Alex Webb arrived on the scene at a moment when photographers were looking for new ways of seeing and working in color. While most photojournalism was still being done in black and white in the late 1970s, Webb felt like heʼd reached a dead end with the black and white photos heʼd been shooting in New England and around New York. Thatʼs when he happened upon a copy of The Comedians, the Graham Greene novel set in the violent world of Papa Docʼs Haiti. The novel inspired Webb to board a plane to Port-au-Prince, “a world of emotional vibrancy and intensity.” The trip transformed Webb and his photography. It spurred him to explore the Caribbean and the U.S.- Mexico border, places defined by light and heat and activity; capturing those elements prompted Webbʼs shift to color. Today Webb is widely recognized as one of the most important and influential color photographers in the last four decades.
Webbʼs photos tell stories. Some contain entire novels. In one, a helicopter hovers in the background as U.S. Border Patrol agents take immigrants into custody. In another, a young girl in Mexico is suspended mid-air above a dark swimming pool with black plumes of smoke rising from the industrial skyline behind her. Battered cars and dusty bare feet, shadows and silhouettes, dogs and roosters, soccer balls and upside-down kids–Webbʼs images are brimming with color, movement, and life. “Iʼm always playing with that line,” Webb has said, “adding something more, yet keeping it short of chaos.” Over the last forty years, he has found that line all over the world, from Havana to Istanbul. Sometimes the action is fractured by jutting poles, window sills, mirrors, and concrete staircases. Guest curator Vince Musi puts it this way: Webb is tuned in to “the wavelength of the street where he is relentless in the pursuit of imagery.”

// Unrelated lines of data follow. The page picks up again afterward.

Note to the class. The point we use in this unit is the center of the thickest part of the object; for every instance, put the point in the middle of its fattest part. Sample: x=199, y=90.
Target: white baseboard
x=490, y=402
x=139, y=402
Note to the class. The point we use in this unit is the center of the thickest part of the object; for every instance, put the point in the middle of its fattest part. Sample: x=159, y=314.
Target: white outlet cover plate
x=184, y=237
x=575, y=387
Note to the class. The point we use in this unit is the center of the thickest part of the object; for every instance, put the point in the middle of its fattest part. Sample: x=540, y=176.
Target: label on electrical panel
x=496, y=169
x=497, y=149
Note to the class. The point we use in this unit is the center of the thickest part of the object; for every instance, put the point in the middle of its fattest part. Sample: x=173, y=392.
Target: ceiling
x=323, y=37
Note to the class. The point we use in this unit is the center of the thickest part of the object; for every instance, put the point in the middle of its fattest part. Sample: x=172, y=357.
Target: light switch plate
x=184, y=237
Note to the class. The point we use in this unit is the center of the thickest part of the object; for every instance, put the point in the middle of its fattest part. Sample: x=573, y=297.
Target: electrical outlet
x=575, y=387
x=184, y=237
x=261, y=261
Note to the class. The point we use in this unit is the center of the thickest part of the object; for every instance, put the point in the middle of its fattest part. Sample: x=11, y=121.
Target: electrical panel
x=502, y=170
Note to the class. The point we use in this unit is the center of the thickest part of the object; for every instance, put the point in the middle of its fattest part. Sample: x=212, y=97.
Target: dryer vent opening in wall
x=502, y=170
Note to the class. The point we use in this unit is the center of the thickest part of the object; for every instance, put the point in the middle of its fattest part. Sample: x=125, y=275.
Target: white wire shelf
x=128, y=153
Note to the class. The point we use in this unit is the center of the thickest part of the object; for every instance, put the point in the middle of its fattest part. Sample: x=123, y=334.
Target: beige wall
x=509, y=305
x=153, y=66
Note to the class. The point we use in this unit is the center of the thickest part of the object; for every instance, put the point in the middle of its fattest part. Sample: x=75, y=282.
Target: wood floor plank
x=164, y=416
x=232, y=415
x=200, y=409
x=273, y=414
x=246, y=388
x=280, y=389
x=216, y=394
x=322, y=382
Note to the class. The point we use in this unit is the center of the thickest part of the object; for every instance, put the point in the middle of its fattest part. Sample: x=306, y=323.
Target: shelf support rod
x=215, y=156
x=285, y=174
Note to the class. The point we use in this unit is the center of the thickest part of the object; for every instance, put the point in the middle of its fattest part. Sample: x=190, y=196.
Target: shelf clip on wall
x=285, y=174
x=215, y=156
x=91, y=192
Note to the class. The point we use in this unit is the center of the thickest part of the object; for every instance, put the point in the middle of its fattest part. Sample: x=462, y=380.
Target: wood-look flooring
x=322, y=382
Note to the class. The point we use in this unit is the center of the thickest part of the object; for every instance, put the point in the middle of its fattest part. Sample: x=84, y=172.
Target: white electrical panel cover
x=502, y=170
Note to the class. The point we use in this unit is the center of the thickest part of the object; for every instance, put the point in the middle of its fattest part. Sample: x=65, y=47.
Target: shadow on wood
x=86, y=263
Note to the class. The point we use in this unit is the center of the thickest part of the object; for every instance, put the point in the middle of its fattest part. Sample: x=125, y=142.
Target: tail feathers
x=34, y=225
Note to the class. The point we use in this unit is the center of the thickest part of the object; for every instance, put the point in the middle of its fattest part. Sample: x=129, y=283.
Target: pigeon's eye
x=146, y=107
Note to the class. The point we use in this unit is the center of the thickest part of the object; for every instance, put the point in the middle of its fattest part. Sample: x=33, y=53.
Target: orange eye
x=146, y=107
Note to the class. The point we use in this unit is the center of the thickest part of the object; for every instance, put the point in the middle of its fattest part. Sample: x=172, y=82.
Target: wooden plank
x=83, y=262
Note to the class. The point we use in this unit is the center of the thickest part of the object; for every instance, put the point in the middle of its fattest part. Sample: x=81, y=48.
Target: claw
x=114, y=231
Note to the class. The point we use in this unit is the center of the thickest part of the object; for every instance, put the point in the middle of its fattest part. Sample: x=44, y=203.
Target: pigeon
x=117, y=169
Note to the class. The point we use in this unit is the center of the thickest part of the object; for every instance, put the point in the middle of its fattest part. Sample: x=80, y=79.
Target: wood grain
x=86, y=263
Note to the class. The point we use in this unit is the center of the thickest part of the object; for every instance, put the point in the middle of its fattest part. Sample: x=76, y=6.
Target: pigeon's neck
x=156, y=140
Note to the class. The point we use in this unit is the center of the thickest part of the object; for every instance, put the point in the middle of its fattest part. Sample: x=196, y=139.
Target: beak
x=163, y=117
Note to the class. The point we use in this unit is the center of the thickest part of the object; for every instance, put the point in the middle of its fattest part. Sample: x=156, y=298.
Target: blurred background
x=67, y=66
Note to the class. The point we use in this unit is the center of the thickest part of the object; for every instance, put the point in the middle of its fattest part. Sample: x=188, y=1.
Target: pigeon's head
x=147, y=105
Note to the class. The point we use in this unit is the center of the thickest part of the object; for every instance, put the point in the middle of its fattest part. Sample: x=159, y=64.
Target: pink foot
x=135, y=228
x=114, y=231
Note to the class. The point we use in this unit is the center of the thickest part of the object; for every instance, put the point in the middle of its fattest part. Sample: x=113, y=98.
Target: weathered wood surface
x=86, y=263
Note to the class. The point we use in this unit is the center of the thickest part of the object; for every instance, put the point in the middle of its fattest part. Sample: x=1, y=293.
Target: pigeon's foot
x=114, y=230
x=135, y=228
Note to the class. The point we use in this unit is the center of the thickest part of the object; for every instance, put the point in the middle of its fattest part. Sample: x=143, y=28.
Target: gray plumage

Born in San Francisco in 1952, Alex Webb has been a part of exhibitions all over the world. Heʼs won dozens of awards, including the Leopold Godowsky Color Photography Award in 1988, the Leica Medal of Excellence in 2000, and the Guggenheim Fellowship in 2007. His work is in the collections of the Museum of Fine Art, Houston; the Museum of Fine Arts, Boston; the Metropolitan Museum of Art, NY; and the Guggenheim Museum, NY. He joined Magnum Photos in 1976, and since then, his photographs have appeared in Time Magazine, Life, The New York Times Magazine, National Geographic Magazine, and more. Heʼs published nine books–most recently, The Suffering of Light, a collection that spans thirty years of work. He is currently collaborating on a project in the US with his wife, the photographer Rebecca Norris Webb.